時も折り、この度、毛藤勤治著「ユリノキという木」という、ただ1種類の木とそれにまつわる事柄をまとめた300頁の本が出版された。
これを聞いたとき「なにがなんでも、一つの植物について、こんなに」と抵抗を覚えたが、副題が「魅せられた樹の博物誌」加えて、さらに英語で「ユリノキ物語」と添え書きされていることに興味をそそられることは事実であった。

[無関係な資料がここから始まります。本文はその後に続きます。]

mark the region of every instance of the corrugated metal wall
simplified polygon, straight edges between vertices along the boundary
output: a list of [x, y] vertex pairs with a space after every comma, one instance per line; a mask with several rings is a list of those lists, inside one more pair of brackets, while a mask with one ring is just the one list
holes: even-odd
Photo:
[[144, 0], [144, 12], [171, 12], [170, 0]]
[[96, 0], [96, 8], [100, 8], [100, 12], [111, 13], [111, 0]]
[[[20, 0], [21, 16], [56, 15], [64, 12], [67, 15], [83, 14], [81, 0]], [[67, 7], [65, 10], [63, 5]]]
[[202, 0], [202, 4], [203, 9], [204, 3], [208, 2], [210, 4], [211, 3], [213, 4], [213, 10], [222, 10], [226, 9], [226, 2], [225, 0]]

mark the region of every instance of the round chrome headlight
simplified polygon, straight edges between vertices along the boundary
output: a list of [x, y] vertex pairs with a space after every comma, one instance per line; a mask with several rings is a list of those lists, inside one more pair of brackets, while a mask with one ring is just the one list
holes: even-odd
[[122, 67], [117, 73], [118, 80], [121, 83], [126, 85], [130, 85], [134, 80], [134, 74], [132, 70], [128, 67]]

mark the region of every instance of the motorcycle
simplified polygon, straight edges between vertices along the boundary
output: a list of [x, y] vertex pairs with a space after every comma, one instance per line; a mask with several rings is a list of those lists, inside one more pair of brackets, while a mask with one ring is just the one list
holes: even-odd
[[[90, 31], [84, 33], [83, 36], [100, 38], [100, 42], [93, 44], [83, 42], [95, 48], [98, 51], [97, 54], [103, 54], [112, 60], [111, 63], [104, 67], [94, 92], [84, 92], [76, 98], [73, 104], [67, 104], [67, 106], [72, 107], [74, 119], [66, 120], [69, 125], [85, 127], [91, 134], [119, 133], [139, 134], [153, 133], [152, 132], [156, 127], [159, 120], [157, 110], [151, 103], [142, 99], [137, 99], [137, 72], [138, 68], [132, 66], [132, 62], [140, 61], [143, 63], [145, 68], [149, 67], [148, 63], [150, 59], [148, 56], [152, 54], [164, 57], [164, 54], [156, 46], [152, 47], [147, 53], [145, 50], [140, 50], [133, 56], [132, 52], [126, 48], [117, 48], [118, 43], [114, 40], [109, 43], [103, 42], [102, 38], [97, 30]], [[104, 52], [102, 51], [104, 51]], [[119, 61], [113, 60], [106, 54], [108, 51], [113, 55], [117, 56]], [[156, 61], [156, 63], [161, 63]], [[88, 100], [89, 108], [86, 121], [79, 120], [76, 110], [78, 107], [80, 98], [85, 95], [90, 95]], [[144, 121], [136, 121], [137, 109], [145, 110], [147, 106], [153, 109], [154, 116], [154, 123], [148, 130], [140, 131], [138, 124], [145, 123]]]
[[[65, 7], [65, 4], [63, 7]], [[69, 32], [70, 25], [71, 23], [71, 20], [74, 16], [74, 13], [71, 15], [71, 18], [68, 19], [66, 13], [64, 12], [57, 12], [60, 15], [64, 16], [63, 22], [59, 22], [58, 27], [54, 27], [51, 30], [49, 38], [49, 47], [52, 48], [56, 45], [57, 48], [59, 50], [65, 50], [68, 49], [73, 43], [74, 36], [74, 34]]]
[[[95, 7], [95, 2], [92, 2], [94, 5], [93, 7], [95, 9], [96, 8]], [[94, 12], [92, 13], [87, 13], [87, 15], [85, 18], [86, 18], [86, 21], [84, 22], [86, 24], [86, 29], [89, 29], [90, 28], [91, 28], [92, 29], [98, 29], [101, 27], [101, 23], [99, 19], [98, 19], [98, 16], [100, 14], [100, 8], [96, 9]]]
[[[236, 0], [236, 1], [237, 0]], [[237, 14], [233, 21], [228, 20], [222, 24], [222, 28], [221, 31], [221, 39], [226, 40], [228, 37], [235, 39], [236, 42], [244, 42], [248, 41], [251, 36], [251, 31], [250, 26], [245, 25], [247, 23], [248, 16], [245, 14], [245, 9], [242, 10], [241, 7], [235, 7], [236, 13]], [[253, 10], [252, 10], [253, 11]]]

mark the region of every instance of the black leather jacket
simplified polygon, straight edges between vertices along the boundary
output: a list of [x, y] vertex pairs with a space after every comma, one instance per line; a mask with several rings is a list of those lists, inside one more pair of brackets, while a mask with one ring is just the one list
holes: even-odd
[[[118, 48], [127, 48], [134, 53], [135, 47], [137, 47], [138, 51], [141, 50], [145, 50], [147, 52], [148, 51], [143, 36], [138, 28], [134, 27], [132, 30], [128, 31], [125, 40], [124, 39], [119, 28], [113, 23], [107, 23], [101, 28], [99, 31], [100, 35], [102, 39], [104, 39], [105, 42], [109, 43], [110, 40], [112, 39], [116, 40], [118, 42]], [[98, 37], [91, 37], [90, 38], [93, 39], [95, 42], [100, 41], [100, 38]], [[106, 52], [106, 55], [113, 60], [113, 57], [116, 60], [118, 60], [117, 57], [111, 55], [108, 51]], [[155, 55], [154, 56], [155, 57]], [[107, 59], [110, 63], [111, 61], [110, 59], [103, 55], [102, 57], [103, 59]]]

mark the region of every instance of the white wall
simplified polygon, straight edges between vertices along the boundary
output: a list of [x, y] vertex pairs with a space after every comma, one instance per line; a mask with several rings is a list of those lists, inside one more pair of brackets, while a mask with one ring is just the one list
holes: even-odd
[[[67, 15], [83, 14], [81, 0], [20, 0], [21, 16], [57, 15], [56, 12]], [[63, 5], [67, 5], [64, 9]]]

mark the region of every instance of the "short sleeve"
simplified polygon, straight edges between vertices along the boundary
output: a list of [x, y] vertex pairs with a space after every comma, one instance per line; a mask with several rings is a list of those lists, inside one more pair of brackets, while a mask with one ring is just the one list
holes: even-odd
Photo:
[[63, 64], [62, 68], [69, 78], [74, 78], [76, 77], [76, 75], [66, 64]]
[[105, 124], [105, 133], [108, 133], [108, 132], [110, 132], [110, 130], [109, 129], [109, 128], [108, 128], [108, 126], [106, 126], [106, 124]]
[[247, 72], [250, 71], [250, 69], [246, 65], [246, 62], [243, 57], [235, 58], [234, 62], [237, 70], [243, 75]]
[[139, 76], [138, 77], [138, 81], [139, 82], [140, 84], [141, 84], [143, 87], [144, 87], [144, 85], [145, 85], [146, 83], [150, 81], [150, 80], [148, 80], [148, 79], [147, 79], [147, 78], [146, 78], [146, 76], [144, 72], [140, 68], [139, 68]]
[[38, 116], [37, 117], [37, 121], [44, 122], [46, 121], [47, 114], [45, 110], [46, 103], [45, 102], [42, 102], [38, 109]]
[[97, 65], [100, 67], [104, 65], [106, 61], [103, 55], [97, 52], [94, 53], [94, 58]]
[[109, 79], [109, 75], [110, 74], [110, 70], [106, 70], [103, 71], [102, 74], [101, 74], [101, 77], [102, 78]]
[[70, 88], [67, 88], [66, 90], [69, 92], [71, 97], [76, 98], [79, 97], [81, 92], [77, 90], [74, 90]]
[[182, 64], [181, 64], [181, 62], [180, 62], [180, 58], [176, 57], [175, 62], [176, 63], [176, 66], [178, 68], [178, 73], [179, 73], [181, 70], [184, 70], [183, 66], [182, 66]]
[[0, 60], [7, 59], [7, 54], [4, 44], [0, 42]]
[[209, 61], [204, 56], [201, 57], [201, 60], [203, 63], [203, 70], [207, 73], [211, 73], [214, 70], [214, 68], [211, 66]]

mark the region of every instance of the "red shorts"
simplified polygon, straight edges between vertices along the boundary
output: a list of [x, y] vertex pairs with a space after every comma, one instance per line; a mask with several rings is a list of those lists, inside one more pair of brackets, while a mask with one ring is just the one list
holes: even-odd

装幀の美しい本をひもどくほどに、各章毎に挿入のカラーグラビヤに食いつくように見いった。そして読むほどに、第一に気がついたことは、国の内外を問わず多数の文献や資料を広く通読し、ユリノキと人間とのかかわり合いを見逃さずに、つぎつぎと明快に紹介していることだ。しかもいままでわが国に入ってきた多くの渡来樹種と同じく、決してよそもの扱いをしていない。
呼び名いろいろ、原始の花、奇異な葉形、生長迅速、寿命、蜂を呼ぶ、幻の原生林などにはじまり、ユリノキの日本渡来考、新宿御苑のシンボル上野のユリノキの殿堂、銀座の並木、その他あまたのエピソードが、物語り風な筆致でよどみなく進められている。
とくに「チューリップの花かご」、このファンタジックなメルヘンは、テレビの「大草原の小さな家」の情景が起想されて楽しい。
また小泉苗樹の一篇は、かつての小泉多三郎盛岡市長の新婚当時に育成した苗木が、今は巨大木となっているユリノキの下で、当時、少年だった三田俊定岩手医大学長が、その思い出を語る懐かしさに満ちたエピソード。かと思えば一転して、他篇には受難のユリノキたちの話がでてくる。ここでは著者のユリノキに寄せる哀愁が心をうつ。
各編には、いつでももの言わぬユリノキがあるだけで、著者のいたわりといつくしみの心が、表面に出ることなく、一貫して伏流水として、よどみなく流れている。だから、本書をとおして、この木にはじめて接する人々でも、おそらく抱くだろうと思われる感動を随所でうける。
加えて、ユリノキの生態、化石、薬理等について、斯界の名だたる先生方の寄稿文は興味に尽きない。さらに、さきに小笠原植物図譜をまとめた著者の二男の筆になるシナユリノキの記述は、読者を未知の国に誘う。
文中の要所に挿入した56枚の写真と、9枚の図は通読の道しるべの役を果たし肩をこらせない。
読み終えて、私はひそかな自信を得た。それは、「これからは、ことユリノキについては、人後に陥ちることがない」ということと、全巻をなすどの章から読んでもユリノキの理解に苦しむことのない。つまり読者の自由な選択に一任した編集のさえをも感じとれたことだった。
もともと、著者は農学畑の人で、林学の専門家ではない。植物生理学の専攻だったから、この20年このかた、クサキョウチクトウの育種を手がけ多数の新しい園芸品種を作出した。ほかに緑化木としてユリノキ、ハナキササゲ、クログルミ、ミツバチノキ、エゴノキ、アオキ、コバノマサキ、カザンテマリ、ウノハナなどと広く育苗の実験を今でも続けておられる。このうちユリノキの育苗数は1万本を超えているという。だから著者は、岩手県における「ユリノキ三世の生み親」だというにふさわしい人だと思う。